August 28, 2021 “Only” Meetings Town Hall Meeting Summary

Statement of Purpose for Town Hall Meeting #2

What is an “only” meeting?

Traditionally, it meant same gender groups.  (Men Only or Women Only)

Today, people are looking at creating meetings from sexual orientation, race, culture and many other perspectives.

Session 2:  What in Adult Children of Alcoholics & Dysfunctional Families’ “culture” and “environment” is relevant to this discussion?

What would be consistent with:

  • the Twelve Steps, Traditions, and Concepts?
  • our principles, policies, the Solution?
  • Does our literature provide any guidance about this issue?

General Summary

Many of the sentiments in this town hall were similar to the first, and went on to add some new dynamics that are important to any final resolution.

Common sentiments were that focus-specific meetings are acceptable and are often a practical way to create safe space for people who have suffered similar traumas, such as abuse due to skin color, or sexual abuse.  Although it was noted that in areas that do not have many meetings, focus-specific meetings might mean that there are adult children in that area who would not feel comfortable joining and might therefore not find recovery.

Several people shared that heterosexual is a focus that helped them to achieve recovery given their own traumatic experiences; however, these comments did not support using heterosexual as a means to exclude anyone by any method of screening.  It is felt that the word “only” is exclusionary and goes against traditions at the same time that it perpetuates a culture that continues to make oppressed groups feel different and outside.

Additional focus was put on building this resolution via a democratic process that seeks out the opinions of the entire fellowship.  This concept includes several factors.  It is seen as important that we poll the meetings, Intergroups and Regions, given that meetings are autonomous and are solely responsible for maintaining a safe space for their members.  It is desirable that any final resolution be brought to ABC so that delegates from the fellowship at large are able to give their input through feedback and a final vote.  In building any proposed resolution, it is important that the traditions are used for guidance and that legal ramifications are addressed.

 

Specific Comments

  • If there’s only one meeting in an area, it should not be exclusionary.
  • A men’s only meeting that was exclusionary which I believe to be against traditions.
  • Safety is the responsibility of the meeting ACA cannot and should not enact policy to keep people safe.
  • I think that this whole thing is perpetuating and catering to a culture of fear and discrimination.
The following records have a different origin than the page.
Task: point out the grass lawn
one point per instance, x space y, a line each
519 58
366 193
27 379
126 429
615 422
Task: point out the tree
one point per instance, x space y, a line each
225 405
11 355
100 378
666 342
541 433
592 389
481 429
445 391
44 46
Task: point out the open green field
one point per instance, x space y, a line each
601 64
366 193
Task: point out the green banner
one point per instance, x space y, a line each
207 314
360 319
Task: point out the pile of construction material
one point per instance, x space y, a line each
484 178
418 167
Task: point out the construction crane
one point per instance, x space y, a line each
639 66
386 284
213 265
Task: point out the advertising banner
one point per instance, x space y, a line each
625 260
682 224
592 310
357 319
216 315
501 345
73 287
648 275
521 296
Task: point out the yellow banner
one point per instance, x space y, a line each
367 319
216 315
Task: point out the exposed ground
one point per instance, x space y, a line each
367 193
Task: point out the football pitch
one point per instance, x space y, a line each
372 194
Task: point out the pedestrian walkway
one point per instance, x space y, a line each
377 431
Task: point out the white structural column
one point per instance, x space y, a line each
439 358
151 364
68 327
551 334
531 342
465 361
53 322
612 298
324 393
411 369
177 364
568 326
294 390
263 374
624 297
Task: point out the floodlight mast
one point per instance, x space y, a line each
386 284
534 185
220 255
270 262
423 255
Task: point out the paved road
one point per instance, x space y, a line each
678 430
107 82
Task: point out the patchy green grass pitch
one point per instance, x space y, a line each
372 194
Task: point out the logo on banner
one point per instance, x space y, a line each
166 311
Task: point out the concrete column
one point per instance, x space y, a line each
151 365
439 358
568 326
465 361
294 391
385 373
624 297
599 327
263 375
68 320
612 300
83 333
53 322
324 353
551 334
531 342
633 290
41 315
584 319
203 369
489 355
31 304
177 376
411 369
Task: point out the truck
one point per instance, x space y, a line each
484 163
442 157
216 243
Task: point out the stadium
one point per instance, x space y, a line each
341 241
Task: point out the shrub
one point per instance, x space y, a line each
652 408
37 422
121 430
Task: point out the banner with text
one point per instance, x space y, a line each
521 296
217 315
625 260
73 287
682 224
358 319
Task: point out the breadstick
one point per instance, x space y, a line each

And I don’t find that relevant for creating policy. It seems more appropriate to dismantle the culture of fear and discrimination rather than create policy that honors it.
  • Safety is the responsibility of the individual and the individual meetings, speaks to personal accountability.
  • Personal autonomy and the traditions, you cannot leave the traditions out of this conversation.
  • If you close meetings to people because you do not like who they are, or you fear them due to overlaying your trauma issues on to who you think they might be in the meeting, you’re denying them recovery, and that’s discrimination.
  • We’re talking about are the traditions and which specific traditions and concepts will help the fellowship decide on these issues.
  • “Only” meetings conflicts with tradition one.
  • There are specifically focused meetings, which is different thing entirely.
  • The primary purpose is for the newcomer and newcomers may have had past traumas that can create a lot of emotional intoxication when that element is in the room that triggers them. It’s really important we provide the safe on routes for newcomers.
  • I understand some members needs support for their identity, in addition to the ACA issues.
  • The traditions do not support a personality.
  • I specifically picked this heterosexual men’s only group because it was a group that I felt that I could relate to most easily with other members who came from similar walks of life, and just environment that I felt that I could safely speak. But its dangerous territory and a slippery slope when we start to play with the idea of who and making policy around this.
  • I think there’s value in people being able to focus on aspects of themselves that aren’t necessarily going to be shared with everyone in a mixed group.
  • No one is excluded but the focus of the group is for non white people. And we don’t screen anyone by skin color. If you feel like you identify as non white, and you want to show up and be in the group. That’s fine. If you’re uncomfortable, that’s fine too.
  • I hope that people aren’t trying to make decisions for other people about experiences that they don’t have.
  • I just wanted to speak to my experience as a pretty broken person coming into ACA. Having the ability to find a men’s heterosexual meeting was hugely helpful for me to even stick with ACA.
  • It is actually about reaching out to the newcomer and a voice they can hear because when they come in, they’re ACA as I am, and I know I’m triggered.
  • It’s really important that I find a group where I’m not potentially going to be in a place where I’ll be tempted to act out.
  • It seems like kind of overstepping to come in and shut down groups.
  • Where I believe there can be a middle ground is that, if only meetings are labeled as a meeting focus, and when they register on the website, or as the meeting list gets cleaned up and refined in the future. They can list their focus, but the meeting will have to agree to that they cannot exclude if they want to be listed on the website.
  • Focus-specific allow us to interact on a deeper level because there are cultural issues that do not bring up talking about the same things, abandonment grief, but within that environment to parents who are immigrants, etc.
  • I’m a child of immigrants, I’ve experienced racism here in the US. I go to people of color meetings only so that I can focus on my recovery.
  • Each group is autonomous except in matters affecting other groups or ACA as a whole.
  • We as an organization should not support exclusion.
  • Registration on that website is important for meetings and members to have a voice.
  • My hope is that the fellowship can come to an ABC and make the tradition based decision on what they want.